When a deaf man gets such ideas in mind, imagination prints them in red ink, because the deaf must brood over their fears and troubles. They cannot lighten the mind with music or aimless conversation. So when Harlow left the train at a little mountain hamlet he was not surprised to find his agent a tall, solemn-eyed man, with a long gray beard; a typical leader in the family feud, as the Boston man had pictured it. Harlow mounted the buckboard beside this silent mountaineer, and they drove off into the mountains just as the dusky shadows were beginning to creep down into the little nooks and valleys. As soon as this man found that John was deaf he drove on in silence, glancing at his companion now and then with that kindly awe with which simple people generally regard the deaf.

It was quite dark when they reached a small “cove” or opening in which stood a large house, with the usual farm buildings around it; the forest crept close to the barn at one point. It struck John that the buildings were arranged in the form of a fort, but what a chance had been left for the enemy to creep up through the woods and suddenly fall upon them! After supper John stood at the window watching the moon lift itself over the mountain and go climbing up the sky. There came to his mind the description of just such a moonrise, from one of Craddock’s stories, where a group of mountaineers came creeping over the hill to fall upon the home of their enemy. As he stood there he became aware that the whole family was making preparations for what seemed to him like defense. The women came and pulled down the curtains, and one of the boys went out and closed the heavy shutters. His host came and tried to explain, but Harlow was nervous, and it is hard to make the deaf hear at such times. All that he could catch were scattered words or parts of sentences. “We are waiting for them.” “They will be here by nine o’clock.” “There is a pistol for you.” “They have done us great damage.” “We must kill them tonight.”
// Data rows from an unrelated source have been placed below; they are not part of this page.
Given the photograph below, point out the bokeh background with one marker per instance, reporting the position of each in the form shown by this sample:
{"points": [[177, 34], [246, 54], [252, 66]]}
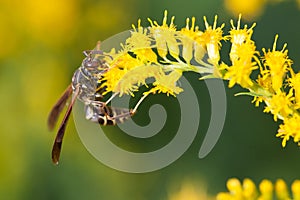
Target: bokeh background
{"points": [[41, 44]]}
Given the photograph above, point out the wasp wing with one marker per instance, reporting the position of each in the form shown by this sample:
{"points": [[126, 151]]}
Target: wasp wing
{"points": [[58, 107]]}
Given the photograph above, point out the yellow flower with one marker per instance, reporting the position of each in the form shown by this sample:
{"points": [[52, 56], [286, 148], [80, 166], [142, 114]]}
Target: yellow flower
{"points": [[119, 67], [140, 44], [296, 189], [240, 73], [294, 83], [289, 128], [248, 190], [189, 37], [242, 53], [164, 36], [239, 38], [281, 189], [136, 77], [276, 63], [250, 9], [266, 189], [166, 84], [211, 39], [280, 105]]}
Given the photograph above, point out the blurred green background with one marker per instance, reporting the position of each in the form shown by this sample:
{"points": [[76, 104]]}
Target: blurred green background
{"points": [[41, 46]]}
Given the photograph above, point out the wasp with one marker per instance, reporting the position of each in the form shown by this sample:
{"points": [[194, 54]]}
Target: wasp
{"points": [[85, 86]]}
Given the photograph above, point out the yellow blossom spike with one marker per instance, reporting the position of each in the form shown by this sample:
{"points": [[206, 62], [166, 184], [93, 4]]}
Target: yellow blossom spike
{"points": [[266, 189], [276, 64], [296, 190], [281, 190]]}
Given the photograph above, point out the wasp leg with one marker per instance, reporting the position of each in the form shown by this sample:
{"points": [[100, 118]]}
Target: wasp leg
{"points": [[106, 115], [139, 103]]}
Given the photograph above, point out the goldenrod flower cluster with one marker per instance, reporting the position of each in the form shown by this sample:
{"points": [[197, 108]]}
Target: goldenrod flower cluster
{"points": [[163, 53], [267, 190]]}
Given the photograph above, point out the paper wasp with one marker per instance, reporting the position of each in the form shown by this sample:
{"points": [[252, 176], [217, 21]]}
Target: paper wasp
{"points": [[85, 87]]}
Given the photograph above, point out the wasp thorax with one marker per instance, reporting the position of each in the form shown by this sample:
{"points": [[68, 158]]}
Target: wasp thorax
{"points": [[91, 64]]}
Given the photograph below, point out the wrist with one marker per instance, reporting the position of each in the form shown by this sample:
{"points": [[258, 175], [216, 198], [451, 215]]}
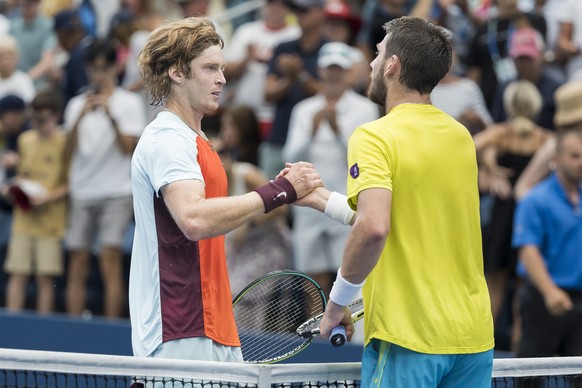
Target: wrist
{"points": [[343, 292], [337, 208], [277, 193]]}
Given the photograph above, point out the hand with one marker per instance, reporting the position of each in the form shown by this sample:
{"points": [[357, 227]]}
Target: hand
{"points": [[304, 178], [317, 199], [9, 159], [38, 200], [334, 316], [558, 301]]}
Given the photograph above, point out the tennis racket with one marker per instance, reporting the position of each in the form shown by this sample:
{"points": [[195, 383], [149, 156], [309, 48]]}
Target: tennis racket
{"points": [[337, 337], [268, 311]]}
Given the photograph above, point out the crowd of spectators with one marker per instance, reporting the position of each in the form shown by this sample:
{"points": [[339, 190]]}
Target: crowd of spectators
{"points": [[283, 102]]}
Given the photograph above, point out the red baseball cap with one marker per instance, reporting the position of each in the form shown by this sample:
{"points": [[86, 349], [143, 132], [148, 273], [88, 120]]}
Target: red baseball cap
{"points": [[526, 42]]}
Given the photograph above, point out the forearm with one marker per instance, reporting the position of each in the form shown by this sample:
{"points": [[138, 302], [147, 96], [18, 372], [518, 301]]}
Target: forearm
{"points": [[57, 193], [72, 139], [362, 251], [213, 217]]}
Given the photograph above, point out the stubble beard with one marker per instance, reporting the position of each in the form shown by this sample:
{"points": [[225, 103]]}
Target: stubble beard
{"points": [[377, 92]]}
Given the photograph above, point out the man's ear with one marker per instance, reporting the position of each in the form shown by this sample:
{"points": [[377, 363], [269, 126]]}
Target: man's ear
{"points": [[176, 75], [392, 66]]}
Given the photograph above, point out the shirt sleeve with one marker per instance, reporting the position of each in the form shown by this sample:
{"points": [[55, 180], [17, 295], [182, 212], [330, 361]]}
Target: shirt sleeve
{"points": [[528, 227], [370, 163], [173, 157]]}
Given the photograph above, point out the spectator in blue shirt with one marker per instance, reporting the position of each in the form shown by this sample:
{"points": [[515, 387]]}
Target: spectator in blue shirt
{"points": [[547, 232]]}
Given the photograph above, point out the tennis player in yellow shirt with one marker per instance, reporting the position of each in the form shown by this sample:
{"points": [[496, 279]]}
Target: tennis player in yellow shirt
{"points": [[415, 245]]}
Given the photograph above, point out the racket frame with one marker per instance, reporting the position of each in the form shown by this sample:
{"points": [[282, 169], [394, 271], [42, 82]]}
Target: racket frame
{"points": [[307, 340]]}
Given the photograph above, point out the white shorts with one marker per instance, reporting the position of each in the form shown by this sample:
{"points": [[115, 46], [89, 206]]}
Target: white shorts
{"points": [[198, 348]]}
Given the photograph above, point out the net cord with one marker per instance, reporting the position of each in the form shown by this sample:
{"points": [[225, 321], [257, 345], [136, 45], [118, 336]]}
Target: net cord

Then the lights were put out, and even the great fire in the fireplace was dimmed; a rug was thrown over the crack under the door, and they all sat there—waiting. John Harlow, the deaf man, will never forget that scene. The little splinter of light from the fire revealed the stern old man and his three sons waiting, gun in hand, and the women sitting by the table, knitting mechanically in the dimness—all listening for the coming of the enemy. By the door lay two large dogs, alert and watchful. And Harlow, pulled from a comfortable place in Boston and suddenly made a part of this desperate family quarrel, did not even know what it was all about. He started twice to demand an explanation in the loud, harsh tones of the deaf, but the older man quickly waved him to silence.

How long they sat in that dim light Harlow cannot tell. He never thought to look at his watch. Suddenly the dogs lying by the door started up with low growls and bristling hair.

“Here they are,” said the old man; “now get ready.”